Slim, who serves as the honorary lifetime president of both América Móvil and Grupo Carso, remarked that Mexico has some flexibility to handle tariffs due to shifts in the currency exchange rate from 16 to 21 pesos per dollar, and potentially to 22 pesos per dollar if tariffs were imposed. He asserted that if the exchange hit 22 pesos per dollar, the impact of the tariffs would be negligible.

Despite the looming threat of a 25% tariff on steel and aluminum, including imports from Mexico, Slim downplayed the seriousness of these tariffs. He forecasted that Trump would not institute a universal tariff, as doing so could cause U.S. inflation to soar dramatically.

Slim, now 85 and the wealthiest individual in Mexico, acknowledged that the U.S. is not in a robust economic state. He recommended that the country should focus on increasing investments while decreasing expenditures.

Highlighting global economic dynamics, Slim noted that Chinese labor costs have risen dramatically from 60 cents in 2003 to $9 now, whereas Mexican manufacturing labor costs stand at $4.50. Furthermore, he pointed out that the U.S. is heavily reliant on Chinese products and recalled how President Biden initiated a tariff war against China in March 2021.

In response, the U.S. cut semiconductor supplies, prompting a scramble to secure these vital components. Slim mentioned President Biden’s quick response to the semiconductor shortage by planning to relocate semiconductor plants from Taiwan to Arizona and infusing $50 million to grow the industry.

Despite potential economic competition between the U.S. and China, Slim foresees it as a cordial rivalry. He urged both the Mexican government and the private sector to aim for investments equivalent to 25% of the GDP to stimulate Mexico’s economy.

“We need to invest more than 25%, ideally this year… between 25% and 28%, to achieve development,” Slim advised, aligning his optimism with the economic strategies proposed by President Claudia Sheinbaum Pardo in the Plan Mexico, which aim to bolster Mexico’s economic growth.

**Secondary Article: Recent Developments on Trump’s Tariff Policies**

In recent developments surrounding the tariff policies that were a hallmark of Trump’s presidency, experts have been debating their long-term impact on both the U.S. economy and international trade relations. While some argue that the tariffs were detrimental to American consumers and businesses due to increased costs, others claim they were necessary steps to level the playing field with countries like China.

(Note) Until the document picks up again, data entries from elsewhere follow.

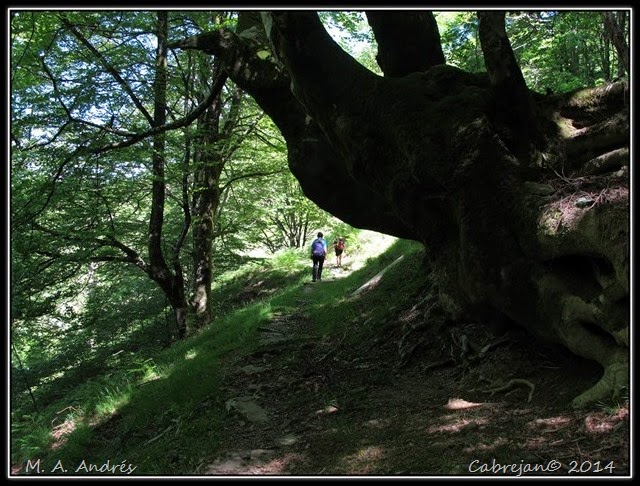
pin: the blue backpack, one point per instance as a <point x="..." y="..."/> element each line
<point x="317" y="248"/>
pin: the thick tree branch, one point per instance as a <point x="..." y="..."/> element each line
<point x="514" y="106"/>
<point x="110" y="69"/>
<point x="407" y="41"/>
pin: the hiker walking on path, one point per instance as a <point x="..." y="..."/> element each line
<point x="318" y="254"/>
<point x="338" y="246"/>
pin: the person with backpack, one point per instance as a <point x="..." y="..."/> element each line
<point x="338" y="246"/>
<point x="318" y="254"/>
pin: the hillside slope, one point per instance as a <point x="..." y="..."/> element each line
<point x="345" y="377"/>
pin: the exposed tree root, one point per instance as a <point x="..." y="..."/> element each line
<point x="511" y="384"/>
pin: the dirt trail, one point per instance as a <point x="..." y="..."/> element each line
<point x="314" y="407"/>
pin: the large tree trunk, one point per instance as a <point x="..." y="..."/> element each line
<point x="521" y="204"/>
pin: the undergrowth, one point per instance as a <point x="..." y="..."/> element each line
<point x="161" y="412"/>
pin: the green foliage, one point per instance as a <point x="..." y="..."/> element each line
<point x="155" y="403"/>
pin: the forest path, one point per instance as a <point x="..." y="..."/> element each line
<point x="305" y="405"/>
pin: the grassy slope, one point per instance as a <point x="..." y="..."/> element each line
<point x="164" y="415"/>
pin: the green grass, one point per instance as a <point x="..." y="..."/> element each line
<point x="163" y="411"/>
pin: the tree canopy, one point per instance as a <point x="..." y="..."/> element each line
<point x="151" y="150"/>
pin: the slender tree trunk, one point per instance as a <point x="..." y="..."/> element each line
<point x="158" y="270"/>
<point x="615" y="28"/>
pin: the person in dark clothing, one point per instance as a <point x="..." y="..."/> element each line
<point x="318" y="254"/>
<point x="338" y="246"/>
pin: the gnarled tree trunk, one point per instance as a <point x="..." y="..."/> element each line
<point x="520" y="199"/>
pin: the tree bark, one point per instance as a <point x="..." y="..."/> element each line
<point x="491" y="188"/>
<point x="158" y="270"/>
<point x="408" y="42"/>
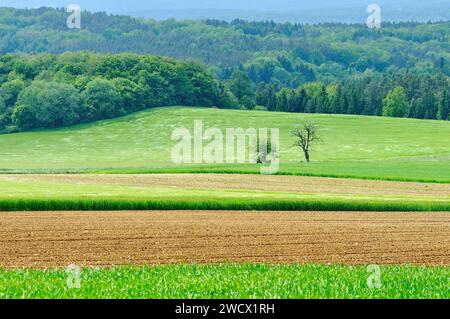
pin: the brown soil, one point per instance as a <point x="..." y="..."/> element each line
<point x="51" y="239"/>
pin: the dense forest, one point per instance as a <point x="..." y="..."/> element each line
<point x="47" y="91"/>
<point x="401" y="69"/>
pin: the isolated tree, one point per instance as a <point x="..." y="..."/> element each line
<point x="395" y="104"/>
<point x="306" y="136"/>
<point x="444" y="107"/>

Since the initiation of the tariffs, there has been a noticeable shift in manufacturing and supply chains among international companies, many of which have looked to move operations to countries with more favorable trade terms. This shift has had various economic repercussions, including the alteration of global market dynamics and trade balances.

In the U.S., sectors such as agriculture and manufacturing have faced significant challenges due to increased material costs and retaliatory tariffs from other nations. Analysts continue to study the ripple effects of these tariffs to provide insights into future policy decisions that may help mitigate adverse outcomes while capitalizing on potential benefits in the long run.

As the world watches the U.S.’s approach to trade negotiations, it’s clear that the issues surrounding tariffs and international trade will remain a critical topic of discussion among policymakers, economists, and business leaders alike.